A circle of competence is the subject area which matches a person’s skills or expertise. The mental model was developed by Warren Buffett and Charlie Munger to describe limiting one’s financial investments in areas where an individual may have limited understanding or experience, concentrating in areas when one has the greatest familiarity, and to emphasize the importance of aligning a subjective assessment of one own’s competence with actual competence. Buffett summarized the concept in the motto, “Know your circle of competence, and stick within it. The size of that circle is not very important; knowing its boundaries, however, is vital.”
In his 1996 letter to Berkshire Hathaway, Buffett further expanded:
What an investor needs is the ability to correctly evaluate selected businesses. Note that word ‘selected’: You don’t have to be an expert on every company, or even many.
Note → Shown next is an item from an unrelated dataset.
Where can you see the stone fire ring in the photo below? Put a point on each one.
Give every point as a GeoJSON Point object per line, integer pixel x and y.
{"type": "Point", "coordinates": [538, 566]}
You only have to be able to evaluate companies within your circle of competence.
Nettayanun traces the concept, if not the terminology, as far back as Andrew Carnegie, in his decision to concentrate on iron and steel, writing “My advice to young men would be not only to concentrate their whole time and attention on the one business in life in which they engage, but to put every dollar of their capital into it.”
Operating within one’s circle of competence may be compared with those who act over-confidently. For example, institutional investors who have been successful in the past are more likely to attribute their success to their own abilities, rather than external forces, and are therefore more likely to make investments in areas outside their circle of competence. The strategy of operating within their individual circles has been cited as the reason both Buffett and Munger avoided investing in the technology sector.[7]
The breadth of any individual’s circle of competence may be determined by a range of factors, including their profession, spending habits, and the types of products they normally use. Remaining within one’s circle confers a number of benefits, such as an unfair information advantage, the narrowing of available options, and the reduction of poor decision making.